何況之前看到的一幕讓他的內心也十分痛苦。

阿蘭已經陷入了沈沈的夢境,剛來這個世界發生的事情循環往覆,又將她拉入夢魘之中。

滴答滴答的聲音在耳邊響起,像是哪裏的水龍頭沒有關。

她睜開眼睛,覺得渾身劇痛,好像還被人在中間緊緊抱住。

一左一右坐著的是一對夫妻,他們手上同款的戒指可以證明這一點。

此刻兩人身上布滿傷口,雙眼緊閉,面色灰白,生機已散。

阿蘭自己也是雙耳轟鳴,額頭上有傷口,鮮血正蜿蜒而下。

她看清自己是坐在車裏,這應是一場車禍,路人遠遠退開,卻仍有一群黑衣人靠近。

再後來,發生什麽已經記不清了。

只記得,一睜開眼睛,兩個年輕人抱著自己喊妹妹,痛哭雙親已去。

她才明白,原來這一世的父母,遭遇了一場嚴重的車禍,就這麽沒了。

受傷不輕,在醫院裏整整躺了一個月,席間看到不少受傷死亡的人,大致摸清了現在的年月和環境,內心悵然的同時,更不知道該如何面對此時的家人。

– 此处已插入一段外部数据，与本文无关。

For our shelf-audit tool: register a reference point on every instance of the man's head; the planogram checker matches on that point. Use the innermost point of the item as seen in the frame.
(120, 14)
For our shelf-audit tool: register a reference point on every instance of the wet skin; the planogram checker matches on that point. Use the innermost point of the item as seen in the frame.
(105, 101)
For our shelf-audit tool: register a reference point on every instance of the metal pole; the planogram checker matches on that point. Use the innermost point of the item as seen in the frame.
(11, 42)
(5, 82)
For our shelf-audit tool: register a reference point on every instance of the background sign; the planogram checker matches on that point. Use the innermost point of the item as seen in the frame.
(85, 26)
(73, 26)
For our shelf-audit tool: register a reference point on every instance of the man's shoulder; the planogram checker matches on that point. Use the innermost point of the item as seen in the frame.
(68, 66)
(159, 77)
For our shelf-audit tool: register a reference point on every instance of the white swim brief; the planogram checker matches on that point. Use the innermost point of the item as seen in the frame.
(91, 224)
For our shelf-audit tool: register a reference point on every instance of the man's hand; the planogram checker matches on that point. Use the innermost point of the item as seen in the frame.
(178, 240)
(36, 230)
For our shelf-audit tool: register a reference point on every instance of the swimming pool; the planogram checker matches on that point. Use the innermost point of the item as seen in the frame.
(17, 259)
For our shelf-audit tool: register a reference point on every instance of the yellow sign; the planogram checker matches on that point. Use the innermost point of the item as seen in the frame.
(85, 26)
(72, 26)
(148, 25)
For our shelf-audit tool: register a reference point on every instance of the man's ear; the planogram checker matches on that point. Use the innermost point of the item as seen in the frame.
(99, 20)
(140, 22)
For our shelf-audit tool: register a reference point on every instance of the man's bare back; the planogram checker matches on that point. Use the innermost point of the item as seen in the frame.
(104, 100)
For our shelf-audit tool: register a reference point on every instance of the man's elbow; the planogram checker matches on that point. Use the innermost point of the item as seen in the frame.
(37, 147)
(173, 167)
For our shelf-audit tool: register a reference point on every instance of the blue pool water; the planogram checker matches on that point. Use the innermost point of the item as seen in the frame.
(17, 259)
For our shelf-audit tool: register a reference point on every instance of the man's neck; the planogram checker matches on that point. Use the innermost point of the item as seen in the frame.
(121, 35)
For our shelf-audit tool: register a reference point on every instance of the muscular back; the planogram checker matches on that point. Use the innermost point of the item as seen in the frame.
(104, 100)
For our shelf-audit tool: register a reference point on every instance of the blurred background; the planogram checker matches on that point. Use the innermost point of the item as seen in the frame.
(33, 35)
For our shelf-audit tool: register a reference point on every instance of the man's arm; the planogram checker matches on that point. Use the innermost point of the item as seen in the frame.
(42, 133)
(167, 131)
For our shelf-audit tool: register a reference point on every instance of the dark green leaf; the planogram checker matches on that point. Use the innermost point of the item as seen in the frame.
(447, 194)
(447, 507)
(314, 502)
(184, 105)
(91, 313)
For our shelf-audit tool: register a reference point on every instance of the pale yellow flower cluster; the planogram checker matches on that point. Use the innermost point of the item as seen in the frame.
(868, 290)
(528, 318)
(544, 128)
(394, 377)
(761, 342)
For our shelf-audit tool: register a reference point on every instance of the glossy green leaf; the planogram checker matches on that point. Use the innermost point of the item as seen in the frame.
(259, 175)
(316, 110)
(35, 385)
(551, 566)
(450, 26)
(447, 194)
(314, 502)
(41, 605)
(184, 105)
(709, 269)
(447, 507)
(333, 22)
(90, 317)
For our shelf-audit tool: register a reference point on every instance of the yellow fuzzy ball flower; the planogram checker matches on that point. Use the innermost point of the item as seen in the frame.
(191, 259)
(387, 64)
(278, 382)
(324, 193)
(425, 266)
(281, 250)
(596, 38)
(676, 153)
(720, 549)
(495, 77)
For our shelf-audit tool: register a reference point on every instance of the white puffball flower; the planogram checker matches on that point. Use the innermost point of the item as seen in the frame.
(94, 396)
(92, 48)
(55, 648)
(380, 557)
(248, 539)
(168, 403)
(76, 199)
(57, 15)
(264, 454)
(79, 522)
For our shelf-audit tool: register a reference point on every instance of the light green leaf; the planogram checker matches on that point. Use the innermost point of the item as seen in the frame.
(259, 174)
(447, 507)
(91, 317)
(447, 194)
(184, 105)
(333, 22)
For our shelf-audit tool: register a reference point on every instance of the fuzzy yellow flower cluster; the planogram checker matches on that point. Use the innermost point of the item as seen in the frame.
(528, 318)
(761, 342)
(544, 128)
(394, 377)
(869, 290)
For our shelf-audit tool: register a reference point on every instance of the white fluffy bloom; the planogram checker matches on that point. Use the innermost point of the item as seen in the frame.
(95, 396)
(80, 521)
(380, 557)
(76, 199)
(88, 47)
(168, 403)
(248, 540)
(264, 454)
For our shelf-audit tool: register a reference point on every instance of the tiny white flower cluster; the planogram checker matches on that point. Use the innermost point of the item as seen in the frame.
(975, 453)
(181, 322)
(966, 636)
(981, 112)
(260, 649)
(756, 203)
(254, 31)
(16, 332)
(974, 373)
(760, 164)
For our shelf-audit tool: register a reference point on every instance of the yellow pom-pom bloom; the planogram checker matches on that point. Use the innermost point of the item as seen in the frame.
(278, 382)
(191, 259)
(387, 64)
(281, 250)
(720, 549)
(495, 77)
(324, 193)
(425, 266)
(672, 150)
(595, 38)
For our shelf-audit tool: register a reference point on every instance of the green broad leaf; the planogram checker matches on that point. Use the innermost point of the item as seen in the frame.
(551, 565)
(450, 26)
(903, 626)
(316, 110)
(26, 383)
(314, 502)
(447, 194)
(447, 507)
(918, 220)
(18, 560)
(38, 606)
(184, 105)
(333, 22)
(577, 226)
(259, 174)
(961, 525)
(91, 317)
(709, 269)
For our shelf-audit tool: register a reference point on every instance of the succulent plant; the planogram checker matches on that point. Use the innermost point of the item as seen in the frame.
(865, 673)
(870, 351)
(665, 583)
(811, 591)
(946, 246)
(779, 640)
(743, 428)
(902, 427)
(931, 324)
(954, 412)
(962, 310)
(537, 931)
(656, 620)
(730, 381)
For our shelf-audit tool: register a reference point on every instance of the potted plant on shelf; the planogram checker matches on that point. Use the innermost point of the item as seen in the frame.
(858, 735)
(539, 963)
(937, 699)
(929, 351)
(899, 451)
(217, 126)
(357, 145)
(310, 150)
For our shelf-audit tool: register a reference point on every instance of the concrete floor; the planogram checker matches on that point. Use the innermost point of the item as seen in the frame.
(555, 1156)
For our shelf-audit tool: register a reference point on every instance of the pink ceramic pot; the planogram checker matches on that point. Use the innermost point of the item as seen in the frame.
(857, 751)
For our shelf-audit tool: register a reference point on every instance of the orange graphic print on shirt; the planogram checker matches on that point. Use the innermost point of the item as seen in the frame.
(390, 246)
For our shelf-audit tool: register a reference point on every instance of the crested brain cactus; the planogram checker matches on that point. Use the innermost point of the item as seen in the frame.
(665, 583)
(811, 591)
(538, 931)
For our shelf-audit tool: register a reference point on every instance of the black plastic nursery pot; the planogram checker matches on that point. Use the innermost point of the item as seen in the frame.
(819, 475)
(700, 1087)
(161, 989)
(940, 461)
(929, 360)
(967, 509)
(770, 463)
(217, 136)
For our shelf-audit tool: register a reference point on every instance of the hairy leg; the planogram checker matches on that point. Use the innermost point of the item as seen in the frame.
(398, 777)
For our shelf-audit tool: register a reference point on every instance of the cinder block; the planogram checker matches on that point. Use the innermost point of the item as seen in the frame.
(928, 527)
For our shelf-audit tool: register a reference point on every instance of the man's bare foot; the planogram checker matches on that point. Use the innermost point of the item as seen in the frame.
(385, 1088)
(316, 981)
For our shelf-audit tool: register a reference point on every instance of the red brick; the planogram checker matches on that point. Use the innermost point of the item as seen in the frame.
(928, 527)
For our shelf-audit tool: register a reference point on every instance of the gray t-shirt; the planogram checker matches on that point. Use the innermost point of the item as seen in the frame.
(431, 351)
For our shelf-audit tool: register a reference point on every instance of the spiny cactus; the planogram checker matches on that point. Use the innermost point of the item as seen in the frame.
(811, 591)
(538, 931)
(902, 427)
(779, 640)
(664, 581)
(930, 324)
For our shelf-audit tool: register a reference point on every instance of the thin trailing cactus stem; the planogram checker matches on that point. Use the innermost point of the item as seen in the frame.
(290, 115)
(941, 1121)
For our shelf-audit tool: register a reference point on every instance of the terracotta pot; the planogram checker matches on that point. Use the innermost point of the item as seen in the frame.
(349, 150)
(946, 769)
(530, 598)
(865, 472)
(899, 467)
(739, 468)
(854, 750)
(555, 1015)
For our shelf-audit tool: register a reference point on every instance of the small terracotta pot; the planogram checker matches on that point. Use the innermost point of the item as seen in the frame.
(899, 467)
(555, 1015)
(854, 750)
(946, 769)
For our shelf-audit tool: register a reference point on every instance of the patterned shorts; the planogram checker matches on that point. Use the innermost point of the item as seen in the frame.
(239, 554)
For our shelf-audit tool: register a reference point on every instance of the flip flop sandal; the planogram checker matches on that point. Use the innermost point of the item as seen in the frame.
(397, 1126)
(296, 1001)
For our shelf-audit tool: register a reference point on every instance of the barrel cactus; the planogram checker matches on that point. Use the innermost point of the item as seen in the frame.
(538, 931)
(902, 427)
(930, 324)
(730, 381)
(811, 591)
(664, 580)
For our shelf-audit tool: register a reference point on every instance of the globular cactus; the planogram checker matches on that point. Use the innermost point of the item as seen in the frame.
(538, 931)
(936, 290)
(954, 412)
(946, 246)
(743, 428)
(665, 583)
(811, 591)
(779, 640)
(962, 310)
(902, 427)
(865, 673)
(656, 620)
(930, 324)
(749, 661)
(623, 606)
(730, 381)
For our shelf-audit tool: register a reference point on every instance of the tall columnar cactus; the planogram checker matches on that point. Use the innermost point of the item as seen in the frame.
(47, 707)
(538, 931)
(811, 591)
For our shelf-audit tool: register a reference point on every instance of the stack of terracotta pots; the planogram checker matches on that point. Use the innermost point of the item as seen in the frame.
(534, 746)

還是姐姐明鏡哭了一回,阿蘭表示投降才將養病的地方從醫院挪回家中。

也是那時她才知道,這對姐弟也遭遇了一場車禍,因為有人伸出援手才得已躲過,可那位恩人也付出了生的代價。

恩人是位年輕的女子,而明臺,則是她留下來的孩子。

也因為沒有找到別的信息,所以從那之後,明臺留在了明家。

阿蘭本來以為病愈就會慢慢好起來,可惜這具身體依舊孱弱,每每情緒激動的時候甚至有些許的心悸感,似乎是有某種心臟類的疾病。

這一點,從家人小心翼翼的行為阿蘭也愈發清楚,才明白之前在醫院為何做了那麽多次的體檢,詳細到恨不得連自己掉了幾根頭發也要查個明白。

明臺是唯一一個知情還逗自己開心的人,因為這樣軟萌可愛的男孩子,阿蘭內心也漸漸接受這一世的家人。

大姐明鏡因為這差點又哭一次,還是被大哥打趣一頓才收回了眼中的淚水。

自家妹妹經過上次父母去世的打擊,變得沈默寡言不說,還因為這次檢查出了心臟病,對幾人來說都是噩耗。

這次終於走了出來,應該是值得慶祝的事情。

“那就叫人來拍照吧,正好今日光線不錯。”明臺拍案決定了,立馬聯系了之前相熟的攝影師,拍下了明臺到來後的第一張全家福。

明公館前的空地上,四人相視露出了微笑,被一聲聲哢嚓聲記錄為永恒。

而明臺非要纏著和阿蘭在一起,被笑呵呵的大哥示意額外拍下了他抱著阿蘭耍賴的一張照片。

夜色降臨,書房。

“真好啊。”明鏡看著手中相冊上難得的合影,低頭含笑。

啪嗒~啪嗒~

卻有水珠低落在照片上,留下一道抹不去的水痕。

阿蘭見狀拉過明臺,悄悄關上了門,“讓大姐單獨待一會吧。”

明臺舉了舉手中的小蛋糕,苦惱道,“蛋糕怎麽辦?”

“等下再吃吧。”阿蘭接過小蛋糕,一手牽起明臺。

想起剛剛看到大姐流淚的樣子,內心嘆了一口氣。

這種失去至親的傷痛,只能交給時間去撫平。